Gauge-potential-induced rotation of spin-orbit-coupled Bose-Einstein condensates

TL;DR

This paper introduces a novel method to rotate spin-orbit-coupled Bose-Einstein condensates using gauge potentials and magnetic fields, leading to unique vortex structures distinct from traditional techniques.

Contribution

It demonstrates a new approach to induce rotation in BECs via gauge potentials, resulting in vortex nucleation and complex vortex configurations, different from conventional stirring or laser methods.

Findings

Gauge angular momentum induces vortex nucleation.

Discovery of half-integer giant vortices in weakly interacting regimes.

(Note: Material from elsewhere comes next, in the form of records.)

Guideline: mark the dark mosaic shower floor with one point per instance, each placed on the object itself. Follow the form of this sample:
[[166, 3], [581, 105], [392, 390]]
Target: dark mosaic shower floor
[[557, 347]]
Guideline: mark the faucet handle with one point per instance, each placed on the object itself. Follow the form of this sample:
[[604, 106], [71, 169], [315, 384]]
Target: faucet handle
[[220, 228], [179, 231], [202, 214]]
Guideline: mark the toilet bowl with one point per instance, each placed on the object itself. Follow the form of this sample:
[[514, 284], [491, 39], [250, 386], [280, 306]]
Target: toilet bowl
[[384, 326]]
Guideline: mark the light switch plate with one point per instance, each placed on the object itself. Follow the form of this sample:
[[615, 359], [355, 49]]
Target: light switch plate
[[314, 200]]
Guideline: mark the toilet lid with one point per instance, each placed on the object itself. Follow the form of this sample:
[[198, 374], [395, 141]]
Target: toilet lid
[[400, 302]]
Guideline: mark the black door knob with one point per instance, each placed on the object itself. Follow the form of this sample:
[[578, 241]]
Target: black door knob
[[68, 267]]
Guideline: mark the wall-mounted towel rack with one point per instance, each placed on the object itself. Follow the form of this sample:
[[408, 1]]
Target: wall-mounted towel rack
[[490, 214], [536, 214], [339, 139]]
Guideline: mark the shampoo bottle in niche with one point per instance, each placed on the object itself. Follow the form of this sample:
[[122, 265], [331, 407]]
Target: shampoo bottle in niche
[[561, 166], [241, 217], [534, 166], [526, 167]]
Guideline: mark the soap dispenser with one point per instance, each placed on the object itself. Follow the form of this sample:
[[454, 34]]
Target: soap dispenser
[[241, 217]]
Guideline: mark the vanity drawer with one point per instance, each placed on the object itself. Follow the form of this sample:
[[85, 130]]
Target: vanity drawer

Prediction of coaxial annular vortex arrays under strong interactions.

Abstract

We demonstrate that a spin-orbit-coupled Bose-Einstein condensate can be effectively rotated by adding a real magnetic field to inputting gauge angular momentum, which is distinctly different from the traditional ways of rotation by stirring or Raman laser dressing to inputting canonical angular momentum. The gauge angular momentum is accompanied by the spontaneous generation of equal and opposite canonical angular momentum in the ground states, and it leads to the nucleation of quantized vortices. We explain this by indicating that the effective rotation with the vortex nucleation results from the effective magnetic flux induced by the gauge potential, which is essentially different from the previous scheme of creating vortices by synthetic magnetic fields. In the weakly interacting regime, symmetrically placed domains separated by vortex lines as well as half-integer giant vortices are discovered. With relatively strong interatomic interaction, we predict a structure of coaxially arranged annular vortex arrays, which is in stark contrast to the familiar Abrikosov vortex lattice. The developed way of rotation may be extended to a more general gauge system.